Berdasarkan hasil wawancara, penyebab munculnya kepribadian inferiority complex atau rendah diri pada anak di desa ini disebabkan oleh beberapa factor, seperti; jarak yang cukup jauh dari keramaian (jauh dari jalan poros), sekitar 9-10 Km (sebab masih berada pada kawasan hutan lindung) yang mengakibatkan kurangnya mental bergaul dengan orang lain, munculnya perasaan dari dalam  diri bahwa mereka berasal dari pelosok sehingga ada kesan di dalam diri yang mencoba mempengaruhi bahwa mereka berbeda dengan anak-anak lain dan menurut narasumber keterbatasan-keterbatasan yang dimiliki anak di tempat ini ialah rata-rata menempu jenjang pendidikan hanya sebatas sekolah dasar sehingga ada yang tidak mampu membaca huruf[6]. Maka dapat disimpulkan bahwa ada keterbatasan dalam hal kognitif dan menjadi suatu indikasi pengaruh munculnya sikap rendah diri. Sikap merasa berbeda dan memiliki keterbatasan menjadi stigma dalam diri sehingga mengaktualisasikan diri ditengah masyarakat sulit terjadi karena stigma ini.
Kasus seorang anak yang bernama Tato tak mau bersekolah lagi karena malu/minder untuk bergaul. Sejalan dengan narasumber awal, keterangan dari orang tua mengatakan bahwa factor penyebab anaknya untuk tidak mau melanjutkan pendidikan ialah rasa malu yang berlebih, malu bergaul dengan teman-teman yang baru di sekolah membuatnya berhenti melanjutkan sekolahnya.[7] tentu persoalan ini tidak diharapkan oleh setiap orang tua terhadap anak-anaknya. Papa Menda sebagai orang tua telah memaksa/mendorong anaknya untuk kembali bersekolah namun usaha itu tetap tidak berhasil. Berdasarkan pengamatan sekitar dua bulan di lokasi PELJEM dan berdasarkan komunikasi yang dibangun oleh narasumber ditempat ini, bahwa banyak pemuda yang tidak mampu membaca tulisan-tulisan dikarenakan tidak mau bersekolah. Ini menjadi potensi hadirnya sikap rendah diri yang kemudian didukung dengan perilaku yang sulit untuk bergaul. Keterbatasan dalam hal kognitif menjadi pemicu lahirnya sikap-sikap rendah diri.
Fenomena seperti ini menjadi tamparan bagi gereja, sebab gereja yang eksis ditempat ini menjadi gagal ketika hal-hal seperti ini hadir di sekitarnya. Gereja (Pemimpin gereja) dianggap gagal mengembalakan  ketika fenomena ini berkembang di lingkungan dimana ia ada.
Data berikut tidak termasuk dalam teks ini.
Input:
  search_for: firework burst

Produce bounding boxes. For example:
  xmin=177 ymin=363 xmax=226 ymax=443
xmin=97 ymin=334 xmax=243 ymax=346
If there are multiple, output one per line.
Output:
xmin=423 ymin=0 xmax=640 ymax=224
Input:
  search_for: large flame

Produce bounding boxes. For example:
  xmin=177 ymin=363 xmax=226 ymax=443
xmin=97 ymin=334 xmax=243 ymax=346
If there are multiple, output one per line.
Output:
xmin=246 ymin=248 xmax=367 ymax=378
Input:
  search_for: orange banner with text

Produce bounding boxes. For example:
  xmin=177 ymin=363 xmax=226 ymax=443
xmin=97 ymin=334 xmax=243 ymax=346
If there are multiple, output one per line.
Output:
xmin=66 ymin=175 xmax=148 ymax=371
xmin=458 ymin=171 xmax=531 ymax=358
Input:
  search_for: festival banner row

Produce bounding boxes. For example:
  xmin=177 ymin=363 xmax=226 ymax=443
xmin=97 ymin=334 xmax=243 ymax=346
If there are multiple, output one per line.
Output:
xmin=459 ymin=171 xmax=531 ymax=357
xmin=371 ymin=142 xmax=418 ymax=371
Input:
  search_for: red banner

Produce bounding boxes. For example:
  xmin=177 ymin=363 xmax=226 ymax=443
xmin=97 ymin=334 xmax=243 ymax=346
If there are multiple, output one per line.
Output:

Maka seharus seorang gembala aktif berperan dalam memerangi masalah ini. Dari hasil pengamatan dan percakapan selama kurang lebih dua bulan di lokasi PELJEM (pelayanan jemaat) hal yang paling ironi ialah sikap gereja seolah-olah pasif ketika menjumpai fenomena ini. Indikasihnya ialah belum adanya usaha-usaha yang nampak secara konkret untuk mengatasinya,  seperti mengarahkan orang tua, membimbing anak-anak dalam komunitas gereja. Dan perlu untuk dipahami ialah organisasi gerejawi seperti PPGT (Persekutuan Pemuda Gereja Toraja) di jemaat ini tidak begitu bertumbuh, kumpulan/persekutuan seolah-olah tenggelam, padahal ini menjadi wadah pembinaan bagi kalangan muda-mudi. Pengamatan saat melakukan aktivitas PELJEM, indikasi-indikasi yang terlihat/nampak melalui pengamatan beberapa anak sulit/tidak mau untuk tampil di muka umum, seperti bernyanyi bersama di panggung gereja dan juga kesulitan untuk bergaul dengan teman baru. Indikasi-indikasi ini masuk dalam kategori inferiority complek atau pribadi yang meras rendah diri.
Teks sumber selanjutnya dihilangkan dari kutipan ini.